1. Maintain good mental and physical fitness for diving. Avoid being under the influence of alcohol or dangerous drugs when diving. Keep proficient in diving skills, striving to increase them through continuing education and reviewing them in controlled conditions after a period of diving inactivity.
I do most of these, I just don't have time to stay in top physical condition.
2. Be familiar with my dive sites. If not, obtain a formal diving orientation from a knowledgeable, local source. If diving conditions are worse than those in which I am experienced, postpone diving or select an alternate site with better conditions. Engage only in diving activities consistent with my training and experience. Do not engage in cave or technical diving unless specifically trained to do so.
Except for the cave diving, diving is all about exploring, plus most locations I dive are new each time anyway. One can never be exactly on the same spot on every dive. If I do go some where really different than the west coast I might engage the advice of a local dive professional.

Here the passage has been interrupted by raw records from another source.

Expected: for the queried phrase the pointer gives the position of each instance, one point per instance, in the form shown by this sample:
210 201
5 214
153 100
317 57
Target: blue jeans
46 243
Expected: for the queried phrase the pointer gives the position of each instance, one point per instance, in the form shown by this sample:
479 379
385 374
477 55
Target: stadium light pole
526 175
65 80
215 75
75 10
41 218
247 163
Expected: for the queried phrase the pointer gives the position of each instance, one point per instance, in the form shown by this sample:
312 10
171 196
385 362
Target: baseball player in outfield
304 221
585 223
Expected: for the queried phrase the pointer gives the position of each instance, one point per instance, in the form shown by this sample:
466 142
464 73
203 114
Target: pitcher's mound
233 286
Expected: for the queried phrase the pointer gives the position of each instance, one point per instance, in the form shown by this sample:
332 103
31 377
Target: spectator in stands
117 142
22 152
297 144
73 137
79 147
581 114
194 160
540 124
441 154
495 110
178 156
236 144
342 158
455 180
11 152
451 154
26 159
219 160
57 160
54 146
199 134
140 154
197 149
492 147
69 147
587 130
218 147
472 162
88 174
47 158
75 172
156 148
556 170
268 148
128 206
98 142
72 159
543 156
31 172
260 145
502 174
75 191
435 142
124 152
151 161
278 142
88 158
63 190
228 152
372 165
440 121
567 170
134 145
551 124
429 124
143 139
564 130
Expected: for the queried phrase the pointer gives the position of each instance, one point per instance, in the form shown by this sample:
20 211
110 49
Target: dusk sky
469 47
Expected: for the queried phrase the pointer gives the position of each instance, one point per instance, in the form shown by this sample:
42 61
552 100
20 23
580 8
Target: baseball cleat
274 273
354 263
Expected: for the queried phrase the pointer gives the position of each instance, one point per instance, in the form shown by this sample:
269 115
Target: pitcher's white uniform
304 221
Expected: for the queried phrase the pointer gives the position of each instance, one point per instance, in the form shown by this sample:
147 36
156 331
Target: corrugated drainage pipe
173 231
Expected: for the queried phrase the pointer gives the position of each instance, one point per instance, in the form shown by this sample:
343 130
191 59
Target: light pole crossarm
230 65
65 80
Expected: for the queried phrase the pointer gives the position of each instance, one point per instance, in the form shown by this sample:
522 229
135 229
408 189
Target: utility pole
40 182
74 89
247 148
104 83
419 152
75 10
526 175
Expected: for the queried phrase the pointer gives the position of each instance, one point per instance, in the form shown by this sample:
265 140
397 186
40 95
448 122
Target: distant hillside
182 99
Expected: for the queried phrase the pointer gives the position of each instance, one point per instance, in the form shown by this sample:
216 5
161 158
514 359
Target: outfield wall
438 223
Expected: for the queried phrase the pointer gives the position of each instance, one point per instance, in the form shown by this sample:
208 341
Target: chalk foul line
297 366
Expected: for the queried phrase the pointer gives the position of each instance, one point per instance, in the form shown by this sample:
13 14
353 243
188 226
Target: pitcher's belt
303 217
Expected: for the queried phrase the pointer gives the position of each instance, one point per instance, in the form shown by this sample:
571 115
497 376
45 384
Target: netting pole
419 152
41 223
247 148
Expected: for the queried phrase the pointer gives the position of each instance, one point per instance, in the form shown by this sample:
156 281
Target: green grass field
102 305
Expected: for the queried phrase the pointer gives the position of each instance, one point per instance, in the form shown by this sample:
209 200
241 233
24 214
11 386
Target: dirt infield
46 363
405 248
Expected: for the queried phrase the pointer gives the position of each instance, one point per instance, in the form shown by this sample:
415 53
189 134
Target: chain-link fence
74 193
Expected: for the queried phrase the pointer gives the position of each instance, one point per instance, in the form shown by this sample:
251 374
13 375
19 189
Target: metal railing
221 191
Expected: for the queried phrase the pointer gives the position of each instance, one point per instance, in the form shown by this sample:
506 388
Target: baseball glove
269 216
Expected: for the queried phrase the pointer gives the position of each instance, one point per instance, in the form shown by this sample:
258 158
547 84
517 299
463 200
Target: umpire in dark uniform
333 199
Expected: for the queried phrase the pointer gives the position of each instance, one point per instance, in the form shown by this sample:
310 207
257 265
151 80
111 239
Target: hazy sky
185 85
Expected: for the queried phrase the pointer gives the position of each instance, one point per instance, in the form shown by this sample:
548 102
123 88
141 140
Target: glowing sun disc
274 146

3. Use complete, well-maintained, reliable equipment with which I am familiar; and inspect it for correct fit and function prior to each dive. Deny use of my equipment to uncertified divers. Always have a buoyancy control device and submersible pressure gauge when scuba diving. Recognize the desirability of an alternate air source and a low-pressure buoyancy control inflation system.
Yep, it's my gear (i.e. my tools) I keep them in outstanding condition and don't touch my stuff!
4. Listen carefully to dive briefings and directions and respect the advice of those supervising my diving activities. Recognize that additional training is recommended for participation in specialty diving activities, in other geographic areas and after periods of inactivity that exceed six months.
What, I have to retrain to SCUBA dive in Hawaii? The meat of this statement is really geared for vacation divers hopping off a charter boat. If I do that, then yes I pay attention.
5. Adhere to the buddy system throughout every dive. Plan dives including communications, procedures for reuniting in case of separation and emergency procedures with my buddy.
Fail, when acting as an assistant or Divemaster I have to dive alone while herding the cats for the instructor. It is really dangerous to dive surface supplied with a buddy. Way too much stuff to tangle up.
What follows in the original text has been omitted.